El examen médico estándar puede incluir las siguientes áreas: piel, examen cardiovascular, pecho, espirometría, abdomen, hipermovilidad articular, examen neurológico, etapas del crecimiento de Tanner; patología y síndrome de Marfan (Reid, Quinn&Crespo, 2003).
Entre las pruebas fisiológicas pueden destacar un test de esfuerzo para medir el consumo de oxígeno máximo (VO2 máx.), el ritmo cardiaco máximo y el umbral de lactato, es útil para medir la capacidad de resistencia.
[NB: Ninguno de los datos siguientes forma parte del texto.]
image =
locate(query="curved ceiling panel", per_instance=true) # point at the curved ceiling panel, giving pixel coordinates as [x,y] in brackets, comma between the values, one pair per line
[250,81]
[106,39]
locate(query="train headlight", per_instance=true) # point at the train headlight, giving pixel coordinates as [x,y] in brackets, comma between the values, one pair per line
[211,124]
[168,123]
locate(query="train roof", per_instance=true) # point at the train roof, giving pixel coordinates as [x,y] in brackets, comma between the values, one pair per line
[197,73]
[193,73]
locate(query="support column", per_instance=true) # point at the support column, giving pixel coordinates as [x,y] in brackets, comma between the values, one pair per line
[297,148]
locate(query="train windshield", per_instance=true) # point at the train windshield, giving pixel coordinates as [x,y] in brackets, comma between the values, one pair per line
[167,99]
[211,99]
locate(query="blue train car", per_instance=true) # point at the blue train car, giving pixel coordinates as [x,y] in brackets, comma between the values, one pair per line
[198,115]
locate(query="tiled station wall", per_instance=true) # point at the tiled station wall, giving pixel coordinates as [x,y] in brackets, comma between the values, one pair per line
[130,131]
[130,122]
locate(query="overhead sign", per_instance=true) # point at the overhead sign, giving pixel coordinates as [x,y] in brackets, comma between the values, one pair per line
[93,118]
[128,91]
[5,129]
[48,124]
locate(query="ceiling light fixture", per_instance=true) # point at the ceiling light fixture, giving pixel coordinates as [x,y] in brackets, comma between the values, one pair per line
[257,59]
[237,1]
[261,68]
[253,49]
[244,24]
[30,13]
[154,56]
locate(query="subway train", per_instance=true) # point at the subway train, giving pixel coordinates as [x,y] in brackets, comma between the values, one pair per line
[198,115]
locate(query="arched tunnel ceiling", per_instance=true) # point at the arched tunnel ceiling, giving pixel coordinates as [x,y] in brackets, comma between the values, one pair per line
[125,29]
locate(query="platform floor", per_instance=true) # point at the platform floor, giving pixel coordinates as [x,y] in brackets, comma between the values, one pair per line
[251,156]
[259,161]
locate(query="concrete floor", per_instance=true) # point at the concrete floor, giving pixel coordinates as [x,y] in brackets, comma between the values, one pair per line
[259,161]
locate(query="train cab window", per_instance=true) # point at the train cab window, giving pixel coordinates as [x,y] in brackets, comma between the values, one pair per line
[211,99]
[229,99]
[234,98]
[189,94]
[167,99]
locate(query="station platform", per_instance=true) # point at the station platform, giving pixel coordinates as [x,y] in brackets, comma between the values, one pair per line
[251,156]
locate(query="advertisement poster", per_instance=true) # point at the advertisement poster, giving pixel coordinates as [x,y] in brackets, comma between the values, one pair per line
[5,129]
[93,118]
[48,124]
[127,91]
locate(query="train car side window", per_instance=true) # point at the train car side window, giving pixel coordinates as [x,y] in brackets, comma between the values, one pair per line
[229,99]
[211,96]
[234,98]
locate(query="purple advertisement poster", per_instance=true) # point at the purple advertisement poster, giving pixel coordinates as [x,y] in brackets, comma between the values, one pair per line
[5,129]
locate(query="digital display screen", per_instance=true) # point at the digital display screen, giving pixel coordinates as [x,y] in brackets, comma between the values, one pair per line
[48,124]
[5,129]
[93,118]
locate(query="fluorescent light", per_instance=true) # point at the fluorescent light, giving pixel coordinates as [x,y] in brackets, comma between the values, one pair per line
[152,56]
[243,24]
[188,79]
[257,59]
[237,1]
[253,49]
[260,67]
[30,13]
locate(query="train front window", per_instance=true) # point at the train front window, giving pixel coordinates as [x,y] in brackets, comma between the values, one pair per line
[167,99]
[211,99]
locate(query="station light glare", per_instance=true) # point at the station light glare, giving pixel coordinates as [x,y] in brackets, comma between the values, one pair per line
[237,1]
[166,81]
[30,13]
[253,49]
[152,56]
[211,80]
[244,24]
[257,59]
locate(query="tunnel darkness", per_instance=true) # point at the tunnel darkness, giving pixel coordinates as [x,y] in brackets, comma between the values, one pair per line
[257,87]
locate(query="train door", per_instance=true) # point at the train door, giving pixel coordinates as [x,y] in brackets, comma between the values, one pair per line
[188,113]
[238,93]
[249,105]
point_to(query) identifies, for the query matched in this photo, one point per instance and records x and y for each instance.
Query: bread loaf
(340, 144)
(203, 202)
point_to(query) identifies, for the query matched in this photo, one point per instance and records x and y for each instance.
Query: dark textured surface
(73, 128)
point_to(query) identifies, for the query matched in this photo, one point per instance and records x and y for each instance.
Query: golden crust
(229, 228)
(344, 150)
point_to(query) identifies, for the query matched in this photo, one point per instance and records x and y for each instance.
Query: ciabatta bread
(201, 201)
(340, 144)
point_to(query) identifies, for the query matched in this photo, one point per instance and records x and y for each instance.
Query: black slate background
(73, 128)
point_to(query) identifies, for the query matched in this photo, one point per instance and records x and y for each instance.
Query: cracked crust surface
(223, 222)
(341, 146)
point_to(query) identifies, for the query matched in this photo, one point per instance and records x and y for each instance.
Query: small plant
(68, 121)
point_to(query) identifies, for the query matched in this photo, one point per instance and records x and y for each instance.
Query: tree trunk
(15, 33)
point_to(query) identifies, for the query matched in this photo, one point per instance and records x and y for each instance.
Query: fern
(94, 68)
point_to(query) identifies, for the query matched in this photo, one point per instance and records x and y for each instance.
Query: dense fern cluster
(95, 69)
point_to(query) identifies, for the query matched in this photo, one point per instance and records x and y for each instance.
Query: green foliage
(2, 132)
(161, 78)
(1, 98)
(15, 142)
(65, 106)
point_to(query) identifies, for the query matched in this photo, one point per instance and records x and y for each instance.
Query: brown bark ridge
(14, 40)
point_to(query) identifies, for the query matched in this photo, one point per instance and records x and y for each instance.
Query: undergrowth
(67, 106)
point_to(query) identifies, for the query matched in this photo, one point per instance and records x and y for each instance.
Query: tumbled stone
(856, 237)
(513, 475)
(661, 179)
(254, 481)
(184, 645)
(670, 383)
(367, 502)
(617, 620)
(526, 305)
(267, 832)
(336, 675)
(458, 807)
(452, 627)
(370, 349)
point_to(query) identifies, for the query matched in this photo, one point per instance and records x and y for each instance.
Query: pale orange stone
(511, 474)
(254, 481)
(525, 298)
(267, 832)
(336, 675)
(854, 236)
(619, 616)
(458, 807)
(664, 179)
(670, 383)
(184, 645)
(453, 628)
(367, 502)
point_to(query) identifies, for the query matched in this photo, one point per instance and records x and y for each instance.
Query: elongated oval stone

Pero la resistencia sólo es un aspecto de la forma física, que no está directamente relacionada con las habilidades en el tenis, y sólo está ligeramente relacionada con el rendimiento en el tenis (Reid, Quinn&Crespo, 2003).
La visión también suele formar parte de las pruebas ya que es importante determinar la agudeza visual, la percepción de la profundidad, la visión de los colores, visión periférica y el ojo dominante.
Pero estos modelos o pruebas pueden no tener en cuenta los elementos intangibles que influyen en el talento tanto como las implicaciones sociales necesarias para desarrollar jugadores con talento, ya que las tendencias de la investigación indican que las características individuales como por ejemplo de tipo genéticas, y las ambientales como pueden ser los entrenadores, padres, amigos, todo lo que rodea externamente al jugador son muy importantes dentro del proceso de desarrollo de jugador.
En 2001, Williams y Krane identificaron la importancia de las características psicológicas de deportistas de gran éxito como: autocontrol en las emociones, mejor concentración y focalización, auto-charla positiva y visualización, un nivel alto de determinación/resolución y compromiso, y mucha confianza en sí mismo.
Además de todas las pruebas expuestas anteriormente tanto físicas, como características psicológicas, hay que anotar la gran importancia que tienen los padres sobre el talento deportivo, ya que son los padres quienes detectan las primeras señales de talento en sus hijos (Bloom, 1985), al apoyar la participación en distintas actividades y controlar su rendimiento en los primeros años.
El rol de los padres, es importantísimo y no está solamente limitado a la estimulación, dirección y facilitación del interés del niño por el tenis, si no que la contribución más importante es la de moldear el carácter del niño y enseñarle ciertos valores, especialmente la honradez (Csikszentmihalyi, 1997). En un estudio con tenistas de élite Monsaas, (1985) demostró que los que llegan a lo más alto vienen de familias muy interesadas en el tenis y en el deporte en general, y fomentan valores de trabajo duro, deportividad, dar lo mejor de sí mismo y nunca rendirse hasta llegar al máximo.